Quanto “perdeu” de capacitância não ficávamos sabendo, só se tivéssemos um capacímetro, coisa de laboratório “avançado”.
A essência do teste com o VOM analógico (e tem que ser analógico) é avaliar o tempo de carga e descarga do capacitor que depende, obviamente, da capacitância dele.
Não se media o tempo em segundos e sim o deslocamento do ponteiro pelo “olhometro” que, no início ia bem rápido e depois de um “certo tempo” ia devagar, “devagarinho” como diz Martinho da Vila.
Se o capacitor estivesse em curto ou com fuga o ponteiro travava em uma determinada posição da escala ôhmica e isso já era o bastante para se decretar a sua condenação sumária à lata de lixo da oficina sem lhe dar o “amplo direito de defesa”.

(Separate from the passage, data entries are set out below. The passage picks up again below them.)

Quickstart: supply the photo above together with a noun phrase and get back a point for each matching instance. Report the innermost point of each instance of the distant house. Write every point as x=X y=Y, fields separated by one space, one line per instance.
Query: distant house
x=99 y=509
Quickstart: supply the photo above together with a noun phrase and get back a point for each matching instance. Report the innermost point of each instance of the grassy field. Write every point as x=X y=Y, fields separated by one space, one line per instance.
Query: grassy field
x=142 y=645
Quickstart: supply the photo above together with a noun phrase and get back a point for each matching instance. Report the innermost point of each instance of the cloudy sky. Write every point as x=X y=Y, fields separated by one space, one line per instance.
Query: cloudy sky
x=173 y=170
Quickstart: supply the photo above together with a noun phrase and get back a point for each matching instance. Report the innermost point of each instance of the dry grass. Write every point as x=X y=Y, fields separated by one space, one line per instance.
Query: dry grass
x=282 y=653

O que é fuga ou curto no capacitor?
Ela pode ser entendida como uma “resistência indesejável” que “aparece internamente”, em paralelo com o capacitor, sem ser convidada.

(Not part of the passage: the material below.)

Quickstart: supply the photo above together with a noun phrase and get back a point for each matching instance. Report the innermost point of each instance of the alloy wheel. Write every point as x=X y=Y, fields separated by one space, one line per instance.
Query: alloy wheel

Na fig.1 temos o circuito equivalente de um capacitor com fuga ou curto e para descobri-la podemos usar a escola ôhmica de um analógico “du bão”.

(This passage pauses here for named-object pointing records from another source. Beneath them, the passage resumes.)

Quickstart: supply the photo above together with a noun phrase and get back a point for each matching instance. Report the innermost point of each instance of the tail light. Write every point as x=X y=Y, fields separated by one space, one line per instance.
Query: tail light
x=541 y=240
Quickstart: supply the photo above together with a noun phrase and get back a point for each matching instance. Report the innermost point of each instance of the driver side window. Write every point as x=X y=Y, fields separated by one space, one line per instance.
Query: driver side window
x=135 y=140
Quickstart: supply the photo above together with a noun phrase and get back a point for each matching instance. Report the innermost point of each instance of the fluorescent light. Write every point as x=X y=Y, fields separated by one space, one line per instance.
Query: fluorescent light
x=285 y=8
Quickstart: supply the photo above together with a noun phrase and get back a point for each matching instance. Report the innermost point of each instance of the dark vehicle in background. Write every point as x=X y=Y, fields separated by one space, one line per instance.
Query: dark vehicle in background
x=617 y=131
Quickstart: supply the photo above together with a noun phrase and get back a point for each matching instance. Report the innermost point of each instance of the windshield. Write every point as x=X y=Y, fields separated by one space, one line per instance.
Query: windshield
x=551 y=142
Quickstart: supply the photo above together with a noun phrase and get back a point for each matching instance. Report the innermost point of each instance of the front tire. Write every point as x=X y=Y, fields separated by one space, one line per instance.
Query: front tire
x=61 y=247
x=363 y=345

Os tempos mudaram e hoje (quero dizer, há uns 20 anos, pelo menos!) se fala muito em ESR que se você ainda não sabe o que é recomendo a leitura do meu artigo “ESR – Você sabe o que é isso?”, embora, em alguns casos, o teste dos “velhos tempos” ainda tenha sua utilidade mesmo na Era Digital em que vivemos.
O que é preciso testar num capacitor?
No mínimo, precisamos avaliar três parâmetros: capacitância, fuga e ESR, mas é importante estar atento que estes parâmetros se comportam de forma independente e o fato de um estar correto não exclui a necessidade de verificar os outros dois.
A rigor deveríamos incluir também fator de dissipação, tangente ou ângulo de perda e ESL (Equivalent Serie Indctance), mas não quero complicar de mais a sua vida e por isso, ficarei apenas com a análise dos três parâmetros principais que são: capacitância, fuga e ESR.
Em outras palavras, mesmo que um capacitor apresente baixo valor de ESR ainda assim não pode ser considerado “bom” antes que se meça fuga ou curto e depois o valor da capacitância, da mesma forma que capacitância correta não é prova definitiva de que o capacitor “não é um corrupto”.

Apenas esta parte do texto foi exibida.